Joe Reliford joined the Lucky Stars for a while, and the team tried to capitalize on his new-found fame as baseball’s youngest professional. He got into a few games, but his career didn’t last. Reliford went on to become a four-star athlete at Monitor High School. He had a number of scholarship offers from historically black colleges and chose to play football at Florida A&M. But he broke his collarbone in practice, ending his playing career.
Reliford says he gave New York a short try after college but only lasted a few months. Otherwise, he’s spent his entire life in South Georgia and has lived in Douglas with his wife Gwendolyn, a schoolteacher, for more than forty years. Reliford worked for years as a jukebox repairman, served as a police officer in Douglas for a time, coached football and basketball at the local high school for African American students, and served a term as city commissioner.

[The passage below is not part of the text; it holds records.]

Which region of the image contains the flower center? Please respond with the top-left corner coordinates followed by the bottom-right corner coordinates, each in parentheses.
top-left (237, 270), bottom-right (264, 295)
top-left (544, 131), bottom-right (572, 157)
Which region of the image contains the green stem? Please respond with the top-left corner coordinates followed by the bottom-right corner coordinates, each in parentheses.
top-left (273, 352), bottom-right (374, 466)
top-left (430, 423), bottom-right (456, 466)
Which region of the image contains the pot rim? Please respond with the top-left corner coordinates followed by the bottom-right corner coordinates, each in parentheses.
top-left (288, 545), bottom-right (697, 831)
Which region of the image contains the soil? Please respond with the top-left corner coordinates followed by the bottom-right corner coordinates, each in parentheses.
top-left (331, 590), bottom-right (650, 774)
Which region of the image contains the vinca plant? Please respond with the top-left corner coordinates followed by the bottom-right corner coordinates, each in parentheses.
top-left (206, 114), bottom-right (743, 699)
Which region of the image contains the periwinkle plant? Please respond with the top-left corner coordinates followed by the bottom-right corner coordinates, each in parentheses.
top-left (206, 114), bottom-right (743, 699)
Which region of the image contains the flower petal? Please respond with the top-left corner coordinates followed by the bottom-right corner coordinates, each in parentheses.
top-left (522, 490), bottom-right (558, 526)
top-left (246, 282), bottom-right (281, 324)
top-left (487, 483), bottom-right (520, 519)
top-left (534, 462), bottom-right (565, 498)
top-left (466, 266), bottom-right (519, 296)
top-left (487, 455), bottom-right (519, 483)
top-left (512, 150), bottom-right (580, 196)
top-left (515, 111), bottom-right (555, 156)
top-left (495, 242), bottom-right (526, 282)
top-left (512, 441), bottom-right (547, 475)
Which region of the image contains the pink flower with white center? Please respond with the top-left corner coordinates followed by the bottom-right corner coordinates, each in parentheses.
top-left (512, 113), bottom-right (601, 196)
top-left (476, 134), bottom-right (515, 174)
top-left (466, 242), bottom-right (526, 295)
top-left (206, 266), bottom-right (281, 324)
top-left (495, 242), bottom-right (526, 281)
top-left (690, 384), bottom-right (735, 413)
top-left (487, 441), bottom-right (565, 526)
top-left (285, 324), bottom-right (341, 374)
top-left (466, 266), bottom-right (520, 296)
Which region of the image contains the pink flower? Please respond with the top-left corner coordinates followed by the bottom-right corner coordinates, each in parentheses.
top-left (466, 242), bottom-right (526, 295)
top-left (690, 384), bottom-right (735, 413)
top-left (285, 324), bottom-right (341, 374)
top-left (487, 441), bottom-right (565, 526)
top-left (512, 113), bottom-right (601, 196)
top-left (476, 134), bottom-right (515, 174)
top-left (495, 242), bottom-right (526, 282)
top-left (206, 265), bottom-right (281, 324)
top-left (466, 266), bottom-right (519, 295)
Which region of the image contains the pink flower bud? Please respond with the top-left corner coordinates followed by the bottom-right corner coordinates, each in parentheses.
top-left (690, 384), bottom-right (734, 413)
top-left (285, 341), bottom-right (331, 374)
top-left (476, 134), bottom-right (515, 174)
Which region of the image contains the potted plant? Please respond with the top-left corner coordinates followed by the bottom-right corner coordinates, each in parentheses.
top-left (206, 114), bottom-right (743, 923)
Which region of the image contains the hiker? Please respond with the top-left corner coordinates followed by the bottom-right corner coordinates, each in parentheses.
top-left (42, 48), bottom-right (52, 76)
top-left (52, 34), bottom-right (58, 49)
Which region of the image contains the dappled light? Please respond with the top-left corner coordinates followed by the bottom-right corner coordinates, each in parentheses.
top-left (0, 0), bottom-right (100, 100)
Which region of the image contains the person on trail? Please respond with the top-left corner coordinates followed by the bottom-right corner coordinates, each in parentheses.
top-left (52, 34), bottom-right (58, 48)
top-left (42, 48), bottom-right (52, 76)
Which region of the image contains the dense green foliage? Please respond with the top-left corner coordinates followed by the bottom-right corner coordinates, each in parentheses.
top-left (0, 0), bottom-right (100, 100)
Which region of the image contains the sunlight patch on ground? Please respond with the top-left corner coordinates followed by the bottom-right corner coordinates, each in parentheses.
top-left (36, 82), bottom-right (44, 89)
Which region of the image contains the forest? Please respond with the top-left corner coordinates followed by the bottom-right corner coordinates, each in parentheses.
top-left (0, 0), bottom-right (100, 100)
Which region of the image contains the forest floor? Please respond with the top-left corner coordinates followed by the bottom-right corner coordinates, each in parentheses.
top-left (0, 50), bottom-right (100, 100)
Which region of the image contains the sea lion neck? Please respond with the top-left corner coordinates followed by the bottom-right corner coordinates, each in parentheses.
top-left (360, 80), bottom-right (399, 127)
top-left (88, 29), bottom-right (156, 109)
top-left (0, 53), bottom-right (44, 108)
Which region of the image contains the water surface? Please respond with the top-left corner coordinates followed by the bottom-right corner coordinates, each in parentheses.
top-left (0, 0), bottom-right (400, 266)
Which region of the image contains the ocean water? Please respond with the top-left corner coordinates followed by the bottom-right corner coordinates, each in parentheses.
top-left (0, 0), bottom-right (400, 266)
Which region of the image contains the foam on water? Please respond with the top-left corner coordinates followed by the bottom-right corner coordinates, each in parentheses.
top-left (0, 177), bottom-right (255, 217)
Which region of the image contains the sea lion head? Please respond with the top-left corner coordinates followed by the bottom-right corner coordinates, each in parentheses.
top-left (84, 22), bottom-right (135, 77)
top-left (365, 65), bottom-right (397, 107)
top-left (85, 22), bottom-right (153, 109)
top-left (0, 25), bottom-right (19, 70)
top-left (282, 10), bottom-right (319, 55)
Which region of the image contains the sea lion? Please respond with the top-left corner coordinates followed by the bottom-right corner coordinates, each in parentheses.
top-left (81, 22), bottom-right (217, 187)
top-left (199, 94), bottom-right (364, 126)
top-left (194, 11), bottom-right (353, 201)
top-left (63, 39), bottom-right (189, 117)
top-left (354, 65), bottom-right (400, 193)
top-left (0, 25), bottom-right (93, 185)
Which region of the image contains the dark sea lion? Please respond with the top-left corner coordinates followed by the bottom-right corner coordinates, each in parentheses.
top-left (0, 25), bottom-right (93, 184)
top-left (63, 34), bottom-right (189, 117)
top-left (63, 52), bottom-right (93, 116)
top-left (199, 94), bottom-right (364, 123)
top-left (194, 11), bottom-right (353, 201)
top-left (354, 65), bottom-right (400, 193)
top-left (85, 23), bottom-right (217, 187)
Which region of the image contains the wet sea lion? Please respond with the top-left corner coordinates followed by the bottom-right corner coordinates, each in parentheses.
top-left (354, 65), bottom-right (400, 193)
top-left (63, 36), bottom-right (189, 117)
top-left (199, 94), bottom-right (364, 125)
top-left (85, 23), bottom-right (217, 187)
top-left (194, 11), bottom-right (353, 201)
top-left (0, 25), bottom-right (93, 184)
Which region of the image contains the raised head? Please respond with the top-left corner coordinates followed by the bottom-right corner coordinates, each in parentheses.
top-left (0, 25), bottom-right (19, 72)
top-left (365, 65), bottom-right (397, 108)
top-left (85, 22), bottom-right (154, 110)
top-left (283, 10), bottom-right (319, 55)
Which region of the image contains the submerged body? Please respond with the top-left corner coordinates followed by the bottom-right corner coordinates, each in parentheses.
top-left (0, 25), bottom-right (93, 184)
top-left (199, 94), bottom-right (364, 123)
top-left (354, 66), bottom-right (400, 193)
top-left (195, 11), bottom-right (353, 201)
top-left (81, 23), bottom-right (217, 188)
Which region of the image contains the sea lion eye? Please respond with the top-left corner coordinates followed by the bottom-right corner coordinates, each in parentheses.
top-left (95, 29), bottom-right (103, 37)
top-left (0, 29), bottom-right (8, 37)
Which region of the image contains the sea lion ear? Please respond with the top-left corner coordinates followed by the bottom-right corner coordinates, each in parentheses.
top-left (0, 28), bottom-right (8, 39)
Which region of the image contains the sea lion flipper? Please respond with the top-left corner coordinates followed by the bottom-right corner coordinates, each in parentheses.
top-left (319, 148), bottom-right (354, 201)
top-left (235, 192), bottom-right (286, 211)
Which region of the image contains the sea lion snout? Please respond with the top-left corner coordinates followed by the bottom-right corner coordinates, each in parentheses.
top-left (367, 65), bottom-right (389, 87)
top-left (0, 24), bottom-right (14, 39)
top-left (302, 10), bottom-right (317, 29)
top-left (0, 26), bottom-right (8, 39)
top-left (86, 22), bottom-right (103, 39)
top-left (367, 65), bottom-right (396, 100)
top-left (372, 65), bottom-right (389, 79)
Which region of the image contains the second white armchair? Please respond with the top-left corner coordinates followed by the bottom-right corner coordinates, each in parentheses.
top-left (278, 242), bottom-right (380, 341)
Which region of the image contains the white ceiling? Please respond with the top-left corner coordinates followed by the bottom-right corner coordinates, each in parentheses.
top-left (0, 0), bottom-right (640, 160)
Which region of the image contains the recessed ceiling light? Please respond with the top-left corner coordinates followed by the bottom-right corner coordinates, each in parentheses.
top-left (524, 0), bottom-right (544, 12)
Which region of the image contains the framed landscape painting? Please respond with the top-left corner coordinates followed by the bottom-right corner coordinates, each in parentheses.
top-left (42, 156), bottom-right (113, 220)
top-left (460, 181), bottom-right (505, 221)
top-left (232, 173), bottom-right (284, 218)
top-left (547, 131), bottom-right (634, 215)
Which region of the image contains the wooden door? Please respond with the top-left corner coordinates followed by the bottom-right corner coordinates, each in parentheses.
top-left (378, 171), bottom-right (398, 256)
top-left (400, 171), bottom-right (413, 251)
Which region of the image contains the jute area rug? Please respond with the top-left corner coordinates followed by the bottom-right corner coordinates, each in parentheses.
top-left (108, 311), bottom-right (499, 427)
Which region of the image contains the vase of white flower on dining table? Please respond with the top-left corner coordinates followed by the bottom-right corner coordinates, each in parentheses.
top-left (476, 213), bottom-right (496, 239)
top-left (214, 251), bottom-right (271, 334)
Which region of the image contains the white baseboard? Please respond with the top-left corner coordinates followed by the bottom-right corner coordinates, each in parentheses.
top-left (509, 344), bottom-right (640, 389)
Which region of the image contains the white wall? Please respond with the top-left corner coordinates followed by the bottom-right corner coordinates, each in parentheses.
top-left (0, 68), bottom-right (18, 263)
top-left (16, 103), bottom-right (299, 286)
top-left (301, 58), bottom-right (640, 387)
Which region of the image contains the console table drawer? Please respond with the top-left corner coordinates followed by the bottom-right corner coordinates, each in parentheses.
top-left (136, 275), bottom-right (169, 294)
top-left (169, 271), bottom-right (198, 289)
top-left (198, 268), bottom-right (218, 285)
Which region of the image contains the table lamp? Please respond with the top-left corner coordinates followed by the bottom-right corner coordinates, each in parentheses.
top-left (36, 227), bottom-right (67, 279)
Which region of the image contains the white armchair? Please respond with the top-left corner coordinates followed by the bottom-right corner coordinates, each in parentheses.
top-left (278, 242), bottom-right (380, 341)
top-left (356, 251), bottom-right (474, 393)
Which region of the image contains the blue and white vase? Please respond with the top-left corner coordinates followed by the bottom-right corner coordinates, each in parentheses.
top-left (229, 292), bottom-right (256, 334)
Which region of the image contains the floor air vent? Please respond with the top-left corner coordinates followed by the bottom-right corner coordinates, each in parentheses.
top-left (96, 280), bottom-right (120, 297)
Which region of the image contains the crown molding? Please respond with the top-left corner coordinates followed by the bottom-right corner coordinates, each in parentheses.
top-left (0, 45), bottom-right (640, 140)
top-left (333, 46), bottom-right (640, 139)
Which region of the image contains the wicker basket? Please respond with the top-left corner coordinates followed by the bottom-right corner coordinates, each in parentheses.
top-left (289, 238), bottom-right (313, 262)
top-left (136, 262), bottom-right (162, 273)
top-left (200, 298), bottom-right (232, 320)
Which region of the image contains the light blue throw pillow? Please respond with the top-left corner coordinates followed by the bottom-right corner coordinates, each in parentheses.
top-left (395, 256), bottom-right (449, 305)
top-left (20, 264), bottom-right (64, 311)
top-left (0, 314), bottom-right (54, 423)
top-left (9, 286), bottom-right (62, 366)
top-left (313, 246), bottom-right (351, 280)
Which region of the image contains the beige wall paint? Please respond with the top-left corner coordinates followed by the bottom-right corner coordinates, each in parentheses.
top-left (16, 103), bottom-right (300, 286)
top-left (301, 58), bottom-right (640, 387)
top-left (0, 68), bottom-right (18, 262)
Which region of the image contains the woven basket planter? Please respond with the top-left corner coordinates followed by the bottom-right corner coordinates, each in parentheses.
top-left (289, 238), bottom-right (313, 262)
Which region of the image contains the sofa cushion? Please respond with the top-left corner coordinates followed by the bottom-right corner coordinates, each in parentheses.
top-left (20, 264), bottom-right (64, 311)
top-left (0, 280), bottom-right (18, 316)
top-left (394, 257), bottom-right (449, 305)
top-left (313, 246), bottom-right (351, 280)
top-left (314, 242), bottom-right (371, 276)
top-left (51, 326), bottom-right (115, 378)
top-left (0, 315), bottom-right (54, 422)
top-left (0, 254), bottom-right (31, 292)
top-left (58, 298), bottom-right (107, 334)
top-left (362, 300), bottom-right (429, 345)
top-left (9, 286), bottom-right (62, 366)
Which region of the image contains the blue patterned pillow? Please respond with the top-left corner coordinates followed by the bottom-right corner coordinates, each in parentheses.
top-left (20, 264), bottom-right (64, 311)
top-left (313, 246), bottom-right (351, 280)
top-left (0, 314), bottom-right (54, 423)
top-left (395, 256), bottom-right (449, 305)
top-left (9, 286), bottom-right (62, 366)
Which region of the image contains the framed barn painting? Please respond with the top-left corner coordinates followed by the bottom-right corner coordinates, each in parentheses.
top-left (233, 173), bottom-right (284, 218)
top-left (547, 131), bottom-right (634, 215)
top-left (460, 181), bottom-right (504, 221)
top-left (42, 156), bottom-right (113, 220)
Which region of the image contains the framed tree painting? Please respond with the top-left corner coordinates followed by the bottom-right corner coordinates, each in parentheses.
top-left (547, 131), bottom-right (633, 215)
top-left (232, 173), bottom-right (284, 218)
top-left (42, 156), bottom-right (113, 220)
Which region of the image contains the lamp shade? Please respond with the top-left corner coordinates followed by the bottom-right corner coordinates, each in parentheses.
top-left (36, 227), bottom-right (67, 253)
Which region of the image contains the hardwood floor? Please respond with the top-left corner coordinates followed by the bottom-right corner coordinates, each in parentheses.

His achievement that hot July night 58 years ago has been recognized in the Guinness Book of World Records and on the Ripley’s Believe It or Not television program. In 1991, his record also earned him inclusion in the National Baseball Museum, which erected a display honoring his accomplishment, and he spun the growing awareness of his record into a book, From Batboy to the Hall of Fame. Reliford says he recently signed a contract with a movie producer for a big screen treatment of his story.
He’s made occasional appearances the past few years, throwing out honorary first pitches at big-league parks and signing autographs. He doesn’t charge a dime for his signature. “My wife might charge you, but I won’t,” Reliford says. “As long as God gives me the strength to write my name, I won’t charge for my autograph.”
The kid who loved baseball, the poor kid who only wanted to make a few bucks to help his family, unwittingly became famous and put his name on a record that probably won’t be broken.
“That one inning of ball made me a celebrity,” Reliford says. “They put me in as kind of a joke, and that joke got turned around and became a blessing for me.”
JERRY GRILLO writes for “Georgia Trend” magazine. He has directed the play “Cobb” and is writing a book about his son Joey, a Special Olympian who plays for the Josh’s Heroes baseball club.
Notes
This article is based primarily on telephone interviews with Joe Reliford (May 2009, July 2009, and February 2010) and Ray Nichting (August 2009). Other sources consulted: Georgia Trend (March 2003), Minorleaguebaseball.com, Associated Press (May 1995), JockBio.com, and BaseballReference.com.